- Introduction of Wash that gives a glimpse into his whimsical personality
- Episode no.: Season 1 Episode 1 (originally aired as episode 14)
- Directed by: Joss Whedon
- Written by: Joss Whedon
- Production code: 1AGE79
- Original air date: December 20, 2002
- Running time: 86 minutes

Guest appearances
- Carlos Jacott as Lawrence Dobson; Mark Sheppard as Badger; Andy Umberger as the captain of the Dortmunder; Philip Sternberg as Inara's client; Eddie Adams as Bendis; Colin Patrick Lynch as Radio Operator; Bonnie Bartlett as Patience;

Episode chronology
| ← Previous — | Next → "The Train Job" |

= Serenity (Firefly episode) =

"Serenity" is the original intended pilot for the American science fiction television series Firefly created by Joss Whedon. It was the first episode produced for the series and premiered as the show's series finale on Friday, December 20, 2002 on Fox. With studio executives unsatisfied with the episode for the series premiere, the show's second episode, "The Train Job", was re-written and produced as a second pilot to be aired first. The episode shares its name with the 2005 feature film Serenity, which serves as a continuation to Firefly.

In the early 26th Century, Malcolm Reynolds (Nathan Fillion) and Zoe Washburne (Gina Torres) are survivors of their rebel unit in the Battle of Serenity Valley during the Unification War, in which their side lost. Six years later, they are eking out an existence on the edges of space in their Firefly-class spaceship Serenity, taking odd jobs even if they involve petty crime. They also take on passengers to supplement their income, including a man with a secret that will change the path of their lives forever.

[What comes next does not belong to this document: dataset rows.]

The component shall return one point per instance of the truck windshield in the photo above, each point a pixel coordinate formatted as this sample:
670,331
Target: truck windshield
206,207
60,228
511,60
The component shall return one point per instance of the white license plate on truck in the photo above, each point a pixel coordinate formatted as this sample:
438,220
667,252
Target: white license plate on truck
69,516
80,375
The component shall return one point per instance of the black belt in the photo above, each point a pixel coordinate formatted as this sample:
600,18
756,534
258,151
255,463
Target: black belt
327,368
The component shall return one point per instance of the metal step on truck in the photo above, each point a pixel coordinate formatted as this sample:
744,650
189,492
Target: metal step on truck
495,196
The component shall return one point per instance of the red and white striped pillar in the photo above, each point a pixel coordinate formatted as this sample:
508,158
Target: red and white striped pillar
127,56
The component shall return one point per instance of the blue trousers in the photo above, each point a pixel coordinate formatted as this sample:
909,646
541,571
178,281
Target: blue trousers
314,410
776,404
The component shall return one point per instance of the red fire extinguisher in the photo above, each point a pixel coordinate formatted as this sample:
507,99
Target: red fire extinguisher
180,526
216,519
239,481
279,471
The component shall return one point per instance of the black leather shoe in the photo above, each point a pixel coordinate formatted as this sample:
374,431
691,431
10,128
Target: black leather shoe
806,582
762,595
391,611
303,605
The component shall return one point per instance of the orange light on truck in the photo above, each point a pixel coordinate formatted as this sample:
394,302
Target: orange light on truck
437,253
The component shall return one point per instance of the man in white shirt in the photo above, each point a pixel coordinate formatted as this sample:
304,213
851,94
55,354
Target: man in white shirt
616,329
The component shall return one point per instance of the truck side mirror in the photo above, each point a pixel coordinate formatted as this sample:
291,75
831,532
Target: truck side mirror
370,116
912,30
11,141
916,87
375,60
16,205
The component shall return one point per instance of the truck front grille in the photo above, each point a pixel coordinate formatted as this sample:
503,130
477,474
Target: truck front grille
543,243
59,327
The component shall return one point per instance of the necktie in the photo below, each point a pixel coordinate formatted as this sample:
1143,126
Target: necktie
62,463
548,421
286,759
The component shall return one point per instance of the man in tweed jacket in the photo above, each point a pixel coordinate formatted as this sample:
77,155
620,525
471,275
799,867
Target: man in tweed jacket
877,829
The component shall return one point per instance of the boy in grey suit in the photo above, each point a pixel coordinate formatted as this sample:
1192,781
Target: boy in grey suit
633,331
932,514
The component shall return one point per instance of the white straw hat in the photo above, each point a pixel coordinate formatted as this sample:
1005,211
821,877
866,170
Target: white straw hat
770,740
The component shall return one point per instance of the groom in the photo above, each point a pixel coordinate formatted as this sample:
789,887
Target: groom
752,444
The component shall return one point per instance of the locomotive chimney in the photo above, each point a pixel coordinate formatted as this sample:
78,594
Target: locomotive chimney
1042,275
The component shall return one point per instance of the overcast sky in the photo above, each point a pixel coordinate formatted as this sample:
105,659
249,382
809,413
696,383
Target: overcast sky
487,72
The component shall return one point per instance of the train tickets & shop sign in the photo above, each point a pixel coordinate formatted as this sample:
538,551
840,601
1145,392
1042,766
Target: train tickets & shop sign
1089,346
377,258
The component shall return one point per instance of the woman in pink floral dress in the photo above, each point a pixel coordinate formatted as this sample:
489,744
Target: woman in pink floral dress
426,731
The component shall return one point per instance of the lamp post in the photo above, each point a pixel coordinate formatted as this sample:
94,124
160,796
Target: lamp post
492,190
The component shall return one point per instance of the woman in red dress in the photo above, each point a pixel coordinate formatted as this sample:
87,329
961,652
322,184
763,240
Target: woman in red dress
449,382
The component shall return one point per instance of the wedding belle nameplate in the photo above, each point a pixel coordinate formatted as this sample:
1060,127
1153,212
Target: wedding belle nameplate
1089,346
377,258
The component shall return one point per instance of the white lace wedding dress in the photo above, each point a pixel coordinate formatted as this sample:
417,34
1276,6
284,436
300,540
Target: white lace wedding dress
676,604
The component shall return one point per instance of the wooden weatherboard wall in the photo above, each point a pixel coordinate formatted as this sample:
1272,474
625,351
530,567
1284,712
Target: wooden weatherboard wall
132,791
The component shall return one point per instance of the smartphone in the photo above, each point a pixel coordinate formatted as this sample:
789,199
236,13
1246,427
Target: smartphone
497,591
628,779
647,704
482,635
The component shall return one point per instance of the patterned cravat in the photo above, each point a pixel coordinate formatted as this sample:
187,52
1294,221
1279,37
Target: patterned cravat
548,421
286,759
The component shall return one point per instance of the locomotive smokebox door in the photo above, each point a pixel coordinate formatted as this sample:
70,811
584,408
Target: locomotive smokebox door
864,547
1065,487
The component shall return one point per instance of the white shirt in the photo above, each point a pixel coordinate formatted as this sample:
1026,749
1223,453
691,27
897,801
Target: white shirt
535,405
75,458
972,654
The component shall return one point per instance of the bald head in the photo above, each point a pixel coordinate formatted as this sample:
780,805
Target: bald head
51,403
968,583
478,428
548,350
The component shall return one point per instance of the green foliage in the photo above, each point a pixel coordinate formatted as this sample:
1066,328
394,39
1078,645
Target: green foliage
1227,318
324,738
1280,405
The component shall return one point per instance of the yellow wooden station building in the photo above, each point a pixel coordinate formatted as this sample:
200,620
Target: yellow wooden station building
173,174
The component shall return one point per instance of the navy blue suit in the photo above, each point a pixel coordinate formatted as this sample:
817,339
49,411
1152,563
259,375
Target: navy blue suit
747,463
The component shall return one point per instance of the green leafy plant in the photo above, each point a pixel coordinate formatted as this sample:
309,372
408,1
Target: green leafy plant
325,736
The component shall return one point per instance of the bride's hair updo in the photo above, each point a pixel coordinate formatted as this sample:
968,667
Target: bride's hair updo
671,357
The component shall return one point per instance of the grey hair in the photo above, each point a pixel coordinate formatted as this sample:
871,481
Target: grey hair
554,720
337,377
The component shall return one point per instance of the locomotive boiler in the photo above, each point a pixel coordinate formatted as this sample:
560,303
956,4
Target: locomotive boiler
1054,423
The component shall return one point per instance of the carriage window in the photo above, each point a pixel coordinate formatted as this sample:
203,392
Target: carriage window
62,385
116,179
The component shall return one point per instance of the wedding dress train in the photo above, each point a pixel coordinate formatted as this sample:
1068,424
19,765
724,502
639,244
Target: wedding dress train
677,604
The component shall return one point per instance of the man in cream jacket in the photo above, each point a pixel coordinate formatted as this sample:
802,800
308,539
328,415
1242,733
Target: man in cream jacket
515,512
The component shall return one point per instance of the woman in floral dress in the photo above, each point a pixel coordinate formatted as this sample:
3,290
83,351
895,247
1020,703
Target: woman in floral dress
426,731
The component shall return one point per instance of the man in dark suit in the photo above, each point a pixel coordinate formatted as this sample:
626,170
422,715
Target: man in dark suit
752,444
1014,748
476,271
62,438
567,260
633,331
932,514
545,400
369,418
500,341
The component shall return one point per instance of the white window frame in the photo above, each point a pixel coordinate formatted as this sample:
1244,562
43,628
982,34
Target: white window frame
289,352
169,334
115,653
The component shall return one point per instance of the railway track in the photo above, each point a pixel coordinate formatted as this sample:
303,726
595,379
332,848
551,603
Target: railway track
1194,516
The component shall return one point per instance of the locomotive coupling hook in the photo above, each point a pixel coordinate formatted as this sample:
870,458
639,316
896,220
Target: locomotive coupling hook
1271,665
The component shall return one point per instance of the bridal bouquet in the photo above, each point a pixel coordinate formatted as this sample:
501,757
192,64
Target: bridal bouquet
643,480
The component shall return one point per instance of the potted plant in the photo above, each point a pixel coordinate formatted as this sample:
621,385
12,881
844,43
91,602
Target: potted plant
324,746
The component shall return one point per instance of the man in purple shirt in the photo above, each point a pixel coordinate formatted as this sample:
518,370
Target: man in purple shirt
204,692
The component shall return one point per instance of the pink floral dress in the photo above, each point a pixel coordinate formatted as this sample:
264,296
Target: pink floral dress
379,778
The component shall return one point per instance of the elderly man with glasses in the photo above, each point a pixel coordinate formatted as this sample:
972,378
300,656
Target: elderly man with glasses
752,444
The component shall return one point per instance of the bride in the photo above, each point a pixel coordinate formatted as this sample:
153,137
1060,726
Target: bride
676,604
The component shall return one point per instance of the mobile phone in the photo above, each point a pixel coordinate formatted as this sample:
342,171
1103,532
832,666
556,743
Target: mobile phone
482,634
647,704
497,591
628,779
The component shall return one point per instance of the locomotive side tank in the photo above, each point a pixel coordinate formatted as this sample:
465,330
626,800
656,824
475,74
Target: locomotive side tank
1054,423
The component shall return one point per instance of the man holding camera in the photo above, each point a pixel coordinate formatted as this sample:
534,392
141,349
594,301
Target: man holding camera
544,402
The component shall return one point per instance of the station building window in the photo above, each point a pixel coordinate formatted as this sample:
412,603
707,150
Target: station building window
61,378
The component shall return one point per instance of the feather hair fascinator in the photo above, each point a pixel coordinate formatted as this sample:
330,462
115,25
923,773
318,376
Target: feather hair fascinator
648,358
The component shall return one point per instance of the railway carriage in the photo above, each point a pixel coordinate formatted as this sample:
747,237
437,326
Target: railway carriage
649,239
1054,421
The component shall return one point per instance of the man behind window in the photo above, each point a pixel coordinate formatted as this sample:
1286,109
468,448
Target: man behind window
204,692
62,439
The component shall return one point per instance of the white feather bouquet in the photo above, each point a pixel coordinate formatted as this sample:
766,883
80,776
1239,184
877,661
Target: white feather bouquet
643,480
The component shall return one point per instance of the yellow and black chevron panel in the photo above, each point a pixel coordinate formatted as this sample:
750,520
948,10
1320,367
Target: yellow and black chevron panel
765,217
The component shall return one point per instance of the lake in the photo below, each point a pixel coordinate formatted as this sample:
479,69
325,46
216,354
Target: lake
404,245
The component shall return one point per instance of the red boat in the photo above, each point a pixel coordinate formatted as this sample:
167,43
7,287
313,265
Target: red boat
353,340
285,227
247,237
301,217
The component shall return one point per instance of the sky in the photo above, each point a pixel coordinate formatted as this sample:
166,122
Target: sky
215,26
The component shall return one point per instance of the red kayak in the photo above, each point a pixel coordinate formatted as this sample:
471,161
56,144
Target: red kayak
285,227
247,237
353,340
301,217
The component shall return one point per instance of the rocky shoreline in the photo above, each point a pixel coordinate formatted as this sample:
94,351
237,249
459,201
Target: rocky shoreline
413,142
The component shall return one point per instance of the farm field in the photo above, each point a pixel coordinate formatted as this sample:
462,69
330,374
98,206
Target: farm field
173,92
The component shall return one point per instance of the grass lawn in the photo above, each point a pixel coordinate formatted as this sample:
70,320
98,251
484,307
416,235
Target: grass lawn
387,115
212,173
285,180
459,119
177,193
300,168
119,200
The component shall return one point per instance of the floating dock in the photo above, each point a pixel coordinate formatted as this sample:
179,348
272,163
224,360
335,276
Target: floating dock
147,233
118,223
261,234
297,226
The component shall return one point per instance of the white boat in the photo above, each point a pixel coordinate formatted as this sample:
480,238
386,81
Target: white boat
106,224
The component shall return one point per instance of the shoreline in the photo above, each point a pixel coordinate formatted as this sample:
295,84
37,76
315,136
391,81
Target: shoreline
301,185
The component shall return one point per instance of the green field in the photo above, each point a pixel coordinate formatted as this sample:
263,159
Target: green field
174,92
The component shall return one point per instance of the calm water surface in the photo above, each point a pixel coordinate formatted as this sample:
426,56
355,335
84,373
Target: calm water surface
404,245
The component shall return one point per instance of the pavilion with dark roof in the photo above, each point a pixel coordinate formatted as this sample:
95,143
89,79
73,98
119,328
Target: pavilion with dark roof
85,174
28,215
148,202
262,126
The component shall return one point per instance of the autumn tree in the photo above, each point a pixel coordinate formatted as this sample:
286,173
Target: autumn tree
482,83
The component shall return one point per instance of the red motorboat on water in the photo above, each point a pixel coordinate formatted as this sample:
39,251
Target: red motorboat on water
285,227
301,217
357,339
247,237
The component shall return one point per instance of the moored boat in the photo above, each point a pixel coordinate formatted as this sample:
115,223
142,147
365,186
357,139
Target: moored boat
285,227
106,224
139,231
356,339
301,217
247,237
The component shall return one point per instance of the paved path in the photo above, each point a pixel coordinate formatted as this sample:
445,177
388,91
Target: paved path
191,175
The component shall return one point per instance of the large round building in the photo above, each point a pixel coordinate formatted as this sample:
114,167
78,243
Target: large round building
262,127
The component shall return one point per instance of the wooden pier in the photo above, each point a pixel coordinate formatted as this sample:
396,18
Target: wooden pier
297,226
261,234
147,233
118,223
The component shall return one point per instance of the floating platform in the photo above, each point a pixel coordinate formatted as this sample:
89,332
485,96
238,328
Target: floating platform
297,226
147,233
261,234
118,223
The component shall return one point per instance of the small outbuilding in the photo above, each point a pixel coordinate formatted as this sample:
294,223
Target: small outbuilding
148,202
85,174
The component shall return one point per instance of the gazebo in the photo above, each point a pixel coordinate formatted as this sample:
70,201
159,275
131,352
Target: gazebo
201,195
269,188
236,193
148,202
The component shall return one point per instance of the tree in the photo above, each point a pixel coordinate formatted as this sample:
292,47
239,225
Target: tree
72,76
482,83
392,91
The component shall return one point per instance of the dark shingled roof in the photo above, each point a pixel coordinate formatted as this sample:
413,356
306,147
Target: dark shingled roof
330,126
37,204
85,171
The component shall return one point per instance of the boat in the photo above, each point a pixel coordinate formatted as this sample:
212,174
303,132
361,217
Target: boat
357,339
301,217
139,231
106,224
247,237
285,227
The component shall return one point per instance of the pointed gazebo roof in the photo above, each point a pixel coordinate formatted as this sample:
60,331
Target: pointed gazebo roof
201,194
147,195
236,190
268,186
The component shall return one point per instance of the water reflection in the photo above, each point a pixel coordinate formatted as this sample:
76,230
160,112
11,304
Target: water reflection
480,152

In 2003, the episode won the award for "Best Visual Effects in a Television Series" from Visual Effects Society, and was nominated for a Hugo Award in 2003 for "Best Dramatic Presentation, Short Form".

== Plot ==

===Part 1===
In 2511, a squad of "Independents", led by Sergeant Malcolm "Mal" Reynolds and Corporal Zoe Alleyne, fight in the Battle of Serenity Valley during the Unification War. Despite Mal's insistence that the battle can be won with air support, Zoe receives orders to surrender from the leaders of the rebellion. Mal is forced to watch in horror as Alliance ships sweep the battlefield unopposed, destroying the rest of the Independents.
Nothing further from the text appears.